Quand Alex Ross Perry a décidé de réaliser un film sur Pavement, il voulait qu’il soit aussi absurde que certaines paroles du groupe de slacker des années 90. Pour le réalisateur indépendant, connu pour « Listen Up Philip » et « Her Smell », cela signifiait repousser les limites de ce que pouvait être un film.
Pavement, présenté en avant-première mercredi dans la section Horizons du Festival du film de Venise, est un hybride documentaire-musical-biopic qui imagine un monde où Pavement a atteint le niveau de succès des Rolling Stones.
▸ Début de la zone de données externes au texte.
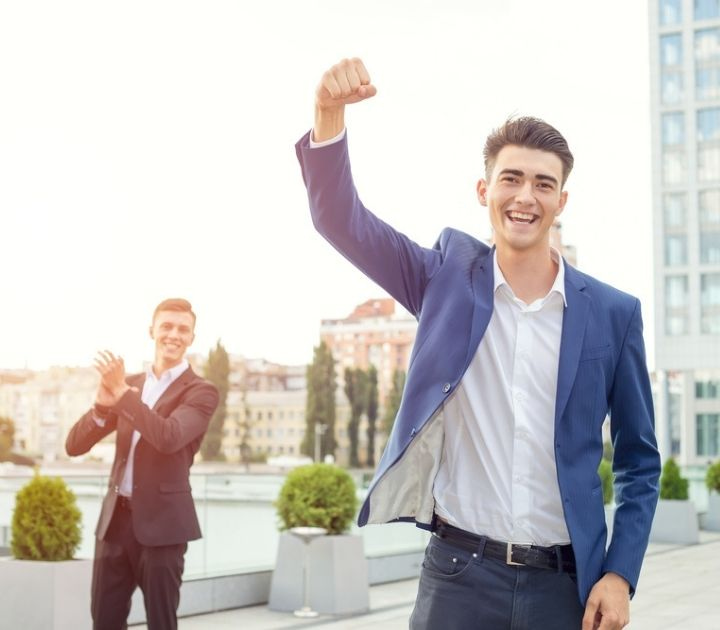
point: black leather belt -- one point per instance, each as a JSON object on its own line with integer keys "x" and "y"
{"x": 559, "y": 557}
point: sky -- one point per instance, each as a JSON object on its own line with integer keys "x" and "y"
{"x": 146, "y": 151}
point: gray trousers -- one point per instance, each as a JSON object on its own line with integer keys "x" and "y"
{"x": 460, "y": 592}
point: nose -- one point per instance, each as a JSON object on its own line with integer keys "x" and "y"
{"x": 525, "y": 194}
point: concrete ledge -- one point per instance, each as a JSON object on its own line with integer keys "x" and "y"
{"x": 212, "y": 594}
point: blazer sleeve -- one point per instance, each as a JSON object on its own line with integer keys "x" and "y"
{"x": 388, "y": 257}
{"x": 86, "y": 432}
{"x": 187, "y": 422}
{"x": 636, "y": 461}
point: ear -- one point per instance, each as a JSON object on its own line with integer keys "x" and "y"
{"x": 482, "y": 192}
{"x": 561, "y": 204}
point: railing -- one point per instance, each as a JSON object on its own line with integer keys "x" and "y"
{"x": 237, "y": 518}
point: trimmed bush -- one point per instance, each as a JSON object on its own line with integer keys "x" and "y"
{"x": 607, "y": 478}
{"x": 673, "y": 485}
{"x": 317, "y": 495}
{"x": 712, "y": 477}
{"x": 46, "y": 521}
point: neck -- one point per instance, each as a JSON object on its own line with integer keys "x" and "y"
{"x": 160, "y": 366}
{"x": 530, "y": 274}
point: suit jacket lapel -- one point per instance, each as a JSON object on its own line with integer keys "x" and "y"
{"x": 573, "y": 331}
{"x": 483, "y": 281}
{"x": 180, "y": 383}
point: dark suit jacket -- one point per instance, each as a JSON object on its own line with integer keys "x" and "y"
{"x": 163, "y": 510}
{"x": 449, "y": 288}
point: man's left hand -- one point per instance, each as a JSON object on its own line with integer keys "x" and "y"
{"x": 112, "y": 371}
{"x": 608, "y": 606}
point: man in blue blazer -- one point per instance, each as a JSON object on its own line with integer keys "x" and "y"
{"x": 517, "y": 362}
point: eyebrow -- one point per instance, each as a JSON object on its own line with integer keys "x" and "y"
{"x": 517, "y": 173}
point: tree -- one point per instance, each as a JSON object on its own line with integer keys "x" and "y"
{"x": 245, "y": 426}
{"x": 371, "y": 409}
{"x": 320, "y": 403}
{"x": 217, "y": 371}
{"x": 392, "y": 404}
{"x": 673, "y": 485}
{"x": 355, "y": 390}
{"x": 7, "y": 437}
{"x": 7, "y": 440}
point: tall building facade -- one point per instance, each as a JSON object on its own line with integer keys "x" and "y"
{"x": 685, "y": 107}
{"x": 376, "y": 333}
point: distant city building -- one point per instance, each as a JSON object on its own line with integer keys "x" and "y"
{"x": 44, "y": 405}
{"x": 685, "y": 102}
{"x": 378, "y": 333}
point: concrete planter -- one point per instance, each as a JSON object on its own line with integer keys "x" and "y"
{"x": 338, "y": 583}
{"x": 675, "y": 522}
{"x": 40, "y": 595}
{"x": 712, "y": 517}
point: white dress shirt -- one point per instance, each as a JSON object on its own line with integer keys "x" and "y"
{"x": 153, "y": 388}
{"x": 497, "y": 475}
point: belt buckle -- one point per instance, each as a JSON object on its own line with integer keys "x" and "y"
{"x": 508, "y": 555}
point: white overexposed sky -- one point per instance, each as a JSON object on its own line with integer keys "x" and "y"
{"x": 146, "y": 151}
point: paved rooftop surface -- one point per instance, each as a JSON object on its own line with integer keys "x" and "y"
{"x": 679, "y": 588}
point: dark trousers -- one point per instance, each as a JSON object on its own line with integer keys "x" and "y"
{"x": 122, "y": 564}
{"x": 461, "y": 592}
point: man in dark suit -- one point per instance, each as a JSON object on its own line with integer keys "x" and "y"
{"x": 517, "y": 361}
{"x": 148, "y": 515}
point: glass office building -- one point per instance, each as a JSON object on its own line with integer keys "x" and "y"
{"x": 685, "y": 105}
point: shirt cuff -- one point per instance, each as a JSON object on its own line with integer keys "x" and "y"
{"x": 324, "y": 143}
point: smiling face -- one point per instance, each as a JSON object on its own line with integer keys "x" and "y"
{"x": 524, "y": 196}
{"x": 173, "y": 333}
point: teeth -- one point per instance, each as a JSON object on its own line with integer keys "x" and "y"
{"x": 522, "y": 216}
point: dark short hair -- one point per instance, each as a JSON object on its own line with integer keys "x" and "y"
{"x": 531, "y": 133}
{"x": 179, "y": 305}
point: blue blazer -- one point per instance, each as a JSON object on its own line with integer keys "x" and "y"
{"x": 449, "y": 289}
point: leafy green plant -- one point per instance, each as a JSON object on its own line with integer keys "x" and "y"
{"x": 712, "y": 477}
{"x": 607, "y": 478}
{"x": 46, "y": 521}
{"x": 317, "y": 495}
{"x": 673, "y": 485}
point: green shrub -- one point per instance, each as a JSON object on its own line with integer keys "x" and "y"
{"x": 46, "y": 521}
{"x": 673, "y": 485}
{"x": 317, "y": 495}
{"x": 712, "y": 478}
{"x": 607, "y": 478}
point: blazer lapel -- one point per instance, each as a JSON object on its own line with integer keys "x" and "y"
{"x": 571, "y": 341}
{"x": 178, "y": 385}
{"x": 483, "y": 281}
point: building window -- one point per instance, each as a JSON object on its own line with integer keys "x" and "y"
{"x": 670, "y": 11}
{"x": 708, "y": 134}
{"x": 707, "y": 64}
{"x": 675, "y": 250}
{"x": 673, "y": 129}
{"x": 706, "y": 9}
{"x": 707, "y": 389}
{"x": 710, "y": 247}
{"x": 673, "y": 140}
{"x": 708, "y": 434}
{"x": 710, "y": 303}
{"x": 674, "y": 210}
{"x": 709, "y": 208}
{"x": 676, "y": 299}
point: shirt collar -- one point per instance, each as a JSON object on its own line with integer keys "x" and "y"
{"x": 557, "y": 287}
{"x": 169, "y": 375}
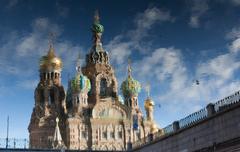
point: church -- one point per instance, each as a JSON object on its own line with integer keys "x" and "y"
{"x": 89, "y": 114}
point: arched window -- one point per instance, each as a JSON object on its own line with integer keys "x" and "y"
{"x": 103, "y": 87}
{"x": 52, "y": 96}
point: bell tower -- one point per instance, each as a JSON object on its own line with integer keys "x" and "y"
{"x": 49, "y": 101}
{"x": 98, "y": 69}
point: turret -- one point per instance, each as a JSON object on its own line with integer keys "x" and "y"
{"x": 98, "y": 69}
{"x": 130, "y": 89}
{"x": 149, "y": 107}
{"x": 77, "y": 93}
{"x": 49, "y": 101}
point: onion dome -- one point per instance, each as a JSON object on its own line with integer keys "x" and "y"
{"x": 80, "y": 83}
{"x": 50, "y": 61}
{"x": 130, "y": 87}
{"x": 149, "y": 103}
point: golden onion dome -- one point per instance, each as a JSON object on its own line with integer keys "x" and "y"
{"x": 148, "y": 103}
{"x": 50, "y": 61}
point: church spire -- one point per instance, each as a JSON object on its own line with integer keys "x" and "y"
{"x": 97, "y": 30}
{"x": 129, "y": 68}
{"x": 51, "y": 51}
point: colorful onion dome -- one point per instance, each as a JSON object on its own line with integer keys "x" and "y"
{"x": 80, "y": 83}
{"x": 120, "y": 99}
{"x": 130, "y": 87}
{"x": 154, "y": 128}
{"x": 50, "y": 61}
{"x": 149, "y": 103}
{"x": 97, "y": 28}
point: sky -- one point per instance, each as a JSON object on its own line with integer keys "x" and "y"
{"x": 171, "y": 44}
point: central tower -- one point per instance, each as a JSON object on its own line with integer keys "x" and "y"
{"x": 98, "y": 68}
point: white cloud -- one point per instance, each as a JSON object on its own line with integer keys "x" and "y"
{"x": 63, "y": 11}
{"x": 12, "y": 3}
{"x": 235, "y": 2}
{"x": 198, "y": 9}
{"x": 120, "y": 50}
{"x": 144, "y": 22}
{"x": 21, "y": 52}
{"x": 222, "y": 66}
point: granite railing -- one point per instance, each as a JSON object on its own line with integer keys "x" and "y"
{"x": 209, "y": 110}
{"x": 227, "y": 101}
{"x": 14, "y": 143}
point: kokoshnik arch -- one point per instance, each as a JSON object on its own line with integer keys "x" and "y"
{"x": 90, "y": 115}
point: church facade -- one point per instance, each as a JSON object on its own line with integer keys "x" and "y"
{"x": 90, "y": 114}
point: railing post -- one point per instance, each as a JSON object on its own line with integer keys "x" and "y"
{"x": 150, "y": 137}
{"x": 129, "y": 146}
{"x": 175, "y": 126}
{"x": 210, "y": 109}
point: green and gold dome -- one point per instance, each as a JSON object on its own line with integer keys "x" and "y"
{"x": 80, "y": 83}
{"x": 50, "y": 61}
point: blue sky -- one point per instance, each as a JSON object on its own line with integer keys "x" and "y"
{"x": 171, "y": 44}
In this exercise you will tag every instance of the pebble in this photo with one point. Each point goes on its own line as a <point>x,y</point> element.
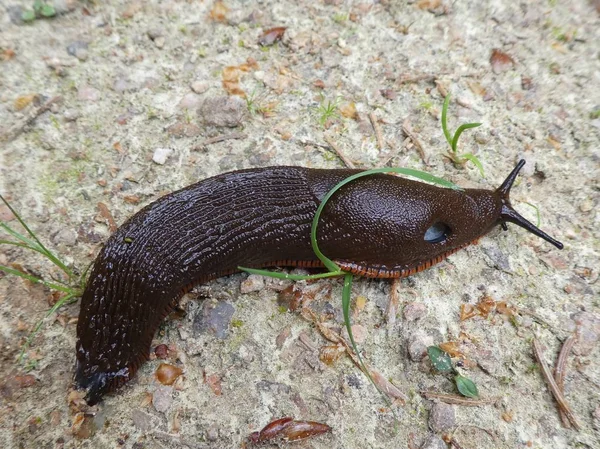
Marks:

Le film suit le groupe lors de sa tournée de retrouvailles en 2022, suit les progrès de la comédie musicale « Slanted ! Enchanted ! » de Perry, qui a également été créée cette année-là, emmène le public dans un musée éphémère dédié au groupe et présente un biopic ironique mettant en vedette Joe Keery, l’un des acteurs de Stranger Things, dans le rôle du chanteur principal Stephen Malkmus et Nat Wolff dans le rôle du guitariste Scott Kannberg, alias Spiral Stairs. Si cela semble être beaucoup pour un seul film, c’est parce que c’est le cas – mais Perry raconte Variété c’était toujours le plan.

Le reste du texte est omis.